Toujours ce ton désinvolte, toujours cet humour incisif, toujours cette tentation à ne jamais vouloir rentrer dans les clous. On pouvait dire bien des choses sur Jane Watson, on pouvait volontiers dire qu’elle était arrogante, égocentrique, moqueuse, méchante, mais, en tout cas, ce dont on pouvait être sûr, c’est qu’on était sûr de ne pas l’oublier de si tôt. Elle crachait sur les marginaux, sur les gens qui se voulaient atypiques en s’habillant comme des poubelles, tout comme elle crachait sur ceux qui faisaient tout leur possible pour se fondre dans le moule. Son honnêteté était déconcertante, car, d’une manière ou d’une autre, elle arrivait toujours à dire ce qu’elle pense, sans se soucier des autres. Elle avait même été jusqu’à se heurter à une Yakuza. Il était probable que, si elle voyait Obama lui griller la priorité à un feu rouge, elle abaisserait la vitre pour le traiter de « sale négro bon à sucer des bananes », pour la forme.
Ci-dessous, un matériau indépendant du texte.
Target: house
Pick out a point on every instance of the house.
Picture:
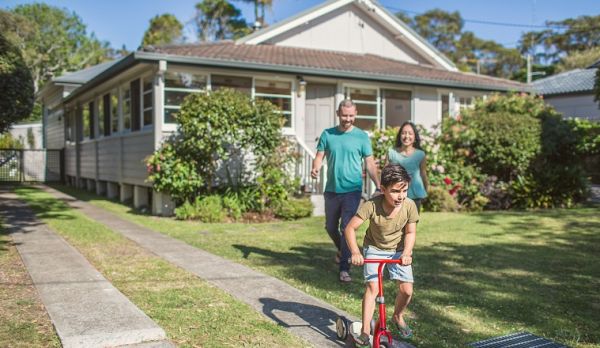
(571, 92)
(121, 111)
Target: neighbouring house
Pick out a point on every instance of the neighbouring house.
(118, 113)
(571, 92)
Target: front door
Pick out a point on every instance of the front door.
(320, 112)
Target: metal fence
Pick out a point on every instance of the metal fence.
(18, 165)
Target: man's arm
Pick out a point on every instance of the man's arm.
(410, 235)
(350, 235)
(372, 170)
(317, 162)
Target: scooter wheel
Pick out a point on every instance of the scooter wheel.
(341, 328)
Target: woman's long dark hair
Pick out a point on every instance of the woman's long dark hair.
(417, 143)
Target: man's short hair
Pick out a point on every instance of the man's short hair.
(346, 103)
(393, 174)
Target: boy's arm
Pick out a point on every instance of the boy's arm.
(350, 235)
(410, 235)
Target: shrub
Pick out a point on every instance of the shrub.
(438, 199)
(294, 208)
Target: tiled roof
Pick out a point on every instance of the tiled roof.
(578, 80)
(340, 62)
(85, 75)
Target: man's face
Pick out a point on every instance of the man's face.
(347, 115)
(395, 194)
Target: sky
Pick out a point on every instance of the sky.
(124, 22)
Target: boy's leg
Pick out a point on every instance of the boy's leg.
(403, 298)
(349, 205)
(333, 212)
(371, 290)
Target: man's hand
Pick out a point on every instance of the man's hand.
(315, 173)
(357, 259)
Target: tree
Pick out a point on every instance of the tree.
(562, 38)
(52, 40)
(579, 60)
(164, 29)
(16, 85)
(219, 20)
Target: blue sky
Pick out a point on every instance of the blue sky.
(124, 22)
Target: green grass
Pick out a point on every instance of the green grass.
(477, 275)
(192, 312)
(23, 319)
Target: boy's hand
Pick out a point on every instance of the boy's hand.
(357, 259)
(406, 260)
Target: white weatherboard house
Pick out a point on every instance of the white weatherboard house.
(110, 117)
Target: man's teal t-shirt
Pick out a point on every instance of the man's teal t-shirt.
(344, 152)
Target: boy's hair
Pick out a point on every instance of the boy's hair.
(393, 174)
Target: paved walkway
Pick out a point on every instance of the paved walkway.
(84, 307)
(305, 316)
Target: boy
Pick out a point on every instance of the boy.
(391, 235)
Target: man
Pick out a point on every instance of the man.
(345, 147)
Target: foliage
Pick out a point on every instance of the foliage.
(579, 59)
(164, 29)
(383, 139)
(294, 208)
(229, 143)
(439, 199)
(7, 141)
(219, 20)
(16, 85)
(563, 38)
(53, 40)
(444, 30)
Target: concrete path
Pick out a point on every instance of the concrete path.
(305, 316)
(85, 308)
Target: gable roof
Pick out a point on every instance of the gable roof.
(573, 81)
(372, 8)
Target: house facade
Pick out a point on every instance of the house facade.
(110, 117)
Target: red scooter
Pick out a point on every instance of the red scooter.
(344, 326)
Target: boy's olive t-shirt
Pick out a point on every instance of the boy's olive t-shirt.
(386, 233)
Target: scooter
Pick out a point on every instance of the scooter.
(382, 337)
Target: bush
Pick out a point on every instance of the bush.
(206, 209)
(293, 208)
(438, 199)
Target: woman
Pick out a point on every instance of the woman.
(408, 154)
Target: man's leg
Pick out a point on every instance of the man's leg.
(349, 202)
(333, 213)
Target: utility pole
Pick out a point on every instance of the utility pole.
(528, 68)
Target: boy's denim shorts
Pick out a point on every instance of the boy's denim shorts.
(397, 272)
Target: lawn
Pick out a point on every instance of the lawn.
(477, 275)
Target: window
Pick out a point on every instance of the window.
(241, 84)
(278, 93)
(177, 86)
(397, 108)
(85, 121)
(100, 116)
(367, 105)
(126, 107)
(147, 87)
(114, 112)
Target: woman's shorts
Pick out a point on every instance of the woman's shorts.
(397, 272)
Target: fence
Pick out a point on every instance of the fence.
(17, 165)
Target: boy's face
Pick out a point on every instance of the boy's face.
(394, 195)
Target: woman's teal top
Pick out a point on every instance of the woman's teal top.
(412, 164)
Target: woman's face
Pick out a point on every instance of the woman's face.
(407, 135)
Nô lui proposa alors un challenge intéressant :
« Je te propose d’exhiber ta nouvelle tenue de la façon que tu désires dans le but de montrer ton sex appeal. Si je juge que les résultats sont satisfaisants, tu en seras récompensée. Sinon, et bien il ne se passera pas plus de choses que sous la toge d'un pape
- J’crois qu’on serait curieuse toutes les deux devoir ce qui se cache sous la toge d’un pape » rétorqua Jane avec un sourire malicieux.
Un défi ? Sounds good ! Elle vit ensuite Nô se rapprocher, pour la metre au défi, et Jane hocha la trête :
« Right, darling ! May the show begin ! » lâcha-t-elle en anglais.
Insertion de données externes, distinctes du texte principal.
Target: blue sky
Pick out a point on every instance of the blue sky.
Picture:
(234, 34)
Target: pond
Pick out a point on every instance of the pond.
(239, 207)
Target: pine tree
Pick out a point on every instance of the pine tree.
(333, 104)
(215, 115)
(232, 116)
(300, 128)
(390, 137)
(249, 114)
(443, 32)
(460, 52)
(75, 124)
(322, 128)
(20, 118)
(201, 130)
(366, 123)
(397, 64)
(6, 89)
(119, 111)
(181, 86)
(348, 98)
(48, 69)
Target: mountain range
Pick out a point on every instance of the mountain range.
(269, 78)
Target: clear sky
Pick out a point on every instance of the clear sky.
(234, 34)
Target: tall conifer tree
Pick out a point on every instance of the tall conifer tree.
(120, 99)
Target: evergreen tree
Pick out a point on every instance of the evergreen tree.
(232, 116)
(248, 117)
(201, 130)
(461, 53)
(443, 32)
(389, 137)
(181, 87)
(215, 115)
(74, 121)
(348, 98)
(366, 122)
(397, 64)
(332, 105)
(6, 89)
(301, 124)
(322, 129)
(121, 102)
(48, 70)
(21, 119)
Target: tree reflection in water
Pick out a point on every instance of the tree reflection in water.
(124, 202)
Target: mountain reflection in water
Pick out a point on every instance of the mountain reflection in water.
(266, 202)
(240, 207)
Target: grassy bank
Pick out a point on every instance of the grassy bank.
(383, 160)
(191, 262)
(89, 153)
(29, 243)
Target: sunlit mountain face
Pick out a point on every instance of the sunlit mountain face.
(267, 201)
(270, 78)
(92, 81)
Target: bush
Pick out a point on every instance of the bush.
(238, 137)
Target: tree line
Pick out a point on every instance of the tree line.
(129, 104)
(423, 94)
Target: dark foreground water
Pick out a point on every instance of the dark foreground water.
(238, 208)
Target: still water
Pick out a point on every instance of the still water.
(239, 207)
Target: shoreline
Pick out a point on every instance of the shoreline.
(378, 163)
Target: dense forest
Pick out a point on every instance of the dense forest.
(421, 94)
Elle portait une belle guêpière, et regarda autour d’elle. Pas de barre pour faire de la pole dance, et, de toute manière, Jane n’était pas très douée là-dedans. Nô lui laissait carte blanche, mais, sur le coup, Jane peinait à voir ce qu’elle pouvait faire... Elle décida donc de revenir à la base : un bon vieux strip-tease. Nell, sur ce point, avait été une bonne source d’informations. Aussi perverse qu’elle, sa grande sœur lui avait déjà fait des strip-teases, et avait plus ou moins éduqué Jane. C’était le genre de trucs dont les mecs se raffolaient, même s’il valait mieux faire attention... Un homme qui a la trique et qui voit un cul remuer devant lui avait du mal à se calmer, et pouvait lui sauter dessus... Surtout si c’était un Américain de bonne famille, un héritier des WASP.
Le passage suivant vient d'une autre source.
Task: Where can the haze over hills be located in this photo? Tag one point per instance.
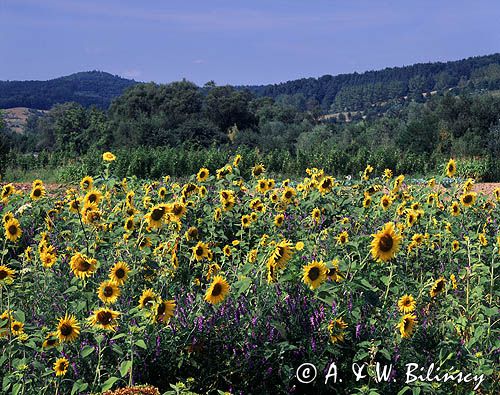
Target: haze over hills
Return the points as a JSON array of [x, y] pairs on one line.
[[345, 92]]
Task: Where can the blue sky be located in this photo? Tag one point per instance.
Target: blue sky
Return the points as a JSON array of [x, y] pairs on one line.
[[236, 41]]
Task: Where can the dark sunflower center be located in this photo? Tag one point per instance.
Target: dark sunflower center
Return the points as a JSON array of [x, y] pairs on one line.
[[385, 244], [66, 329], [439, 286], [157, 214], [407, 324], [217, 290], [104, 317], [161, 309], [313, 274], [83, 265]]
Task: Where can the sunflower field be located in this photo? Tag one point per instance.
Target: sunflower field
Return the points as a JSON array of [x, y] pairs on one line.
[[221, 283]]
Jane commença donc par lever les mains, les joignant au-dessus de sa tête, puis se mit à remuer, balançant des hanches, devant la femme. Elle fit alors lentement glisser sur son corps ses mains, caressant ses seins, et continua à les faire descendre, le long de ses hanches, puis continua à danser, écartant ses gestes. C’était une danse lente, sensuelle, où elle fixait intensément les yeux de Nô, comme pour la mettre au défi... Au défi d’abaisser les yeux pour observer ce corps qui se dandinait. Jane savait que les Japonais avaient un goût assez prononcé pour la sensualité, et que les Japonais traditionnels refusaient la vulgarité occidentale. La geisha illustrait ce schéma : une geishaavait pour tâche d’éveiller la sensualité de l’homme en étant le plus habillée possible. Un curieux paradoxe, difficilement perceptible pour des Occidentaux baignant dans une culture judéo-chrétienne marquée par l’interdit du nu.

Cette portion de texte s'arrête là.